01/03/2014 at 07:15 AM EST



Beyoncé says it was important to get back in touch with her sexy side after she gave birth to her daughter, Blue Ivy, in 2012, and while she did that with a series of raunchy videos and explicit lyrics on her surprise new self-titled album, there's a part of her that feels a little red-faced about some of the things she sang about.

In her fourth YouTube mini-documentary, Liberation, which accompanies the visual album she released in December, the singer-songwriter, 32, admits that there's one song in particular – "Partition" – that is so X-rated she's embarrassed to play it for her mom, Tina Knowles.


"It takes me back to being in my car as a teenager. It takes me back to when me and my husband first meet, and he tries to scoop me and he thinks I'm the hottest thing in the world," she says. "I kinda had this whole fantasy of being in the car, and this whole movie played in my head.

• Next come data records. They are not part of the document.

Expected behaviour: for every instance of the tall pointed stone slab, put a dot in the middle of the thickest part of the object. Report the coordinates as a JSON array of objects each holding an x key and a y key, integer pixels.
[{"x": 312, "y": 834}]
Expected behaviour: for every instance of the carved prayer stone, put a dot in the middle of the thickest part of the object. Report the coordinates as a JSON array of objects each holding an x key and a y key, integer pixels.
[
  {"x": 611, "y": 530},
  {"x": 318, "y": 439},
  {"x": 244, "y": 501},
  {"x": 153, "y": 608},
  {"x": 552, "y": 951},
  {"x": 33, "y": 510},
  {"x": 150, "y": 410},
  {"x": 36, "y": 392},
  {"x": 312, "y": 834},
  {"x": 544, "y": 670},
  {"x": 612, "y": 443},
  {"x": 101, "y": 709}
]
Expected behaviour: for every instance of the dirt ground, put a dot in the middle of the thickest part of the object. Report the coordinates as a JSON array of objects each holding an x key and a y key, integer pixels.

I didn't have a pen and paper. I got to the mic, I'm like, 'Oh, press Record.' Starts singing Driver roll up the partition please, I don't need you seeing 'yoncé on her knees…"


"I was so embarrassed after I recorded the song because I'm just talking s–––," she says. "I'm like, 'I can't play this for my husband!' I still haven't played it for my mom. She's going to be very mad at me."


And just wait till Mama Knowles sees the video, which features her little girl writhing on a stage at the Crazy Horse nightclub while her cigar-smoking hubby, Jay Z, watches.


"The day that I got engaged was my husband's birthday and I took him to Crazy Horse and I remember thinking, 'Damn, these girls are fly,' " she explains. "I just thought it was the ultimate sexy show I've ever seen. And I was like, 'I wish I was up there. I wish I could perform that for my man,' so that's what I did for the video."


The singer says it was important to show off her post-baby body in the videos.


"I was very aware of the fact that I was showing my body," she said. "I was 195 lbs. when I gave birth. I lost 65 lbs. I worked crazily to get my body back. I wanted to show my body. I wanted to show that you can have a child and you can work hard and you can get your body back."


"Just because you become a mother it doesn't mean you lose who you are."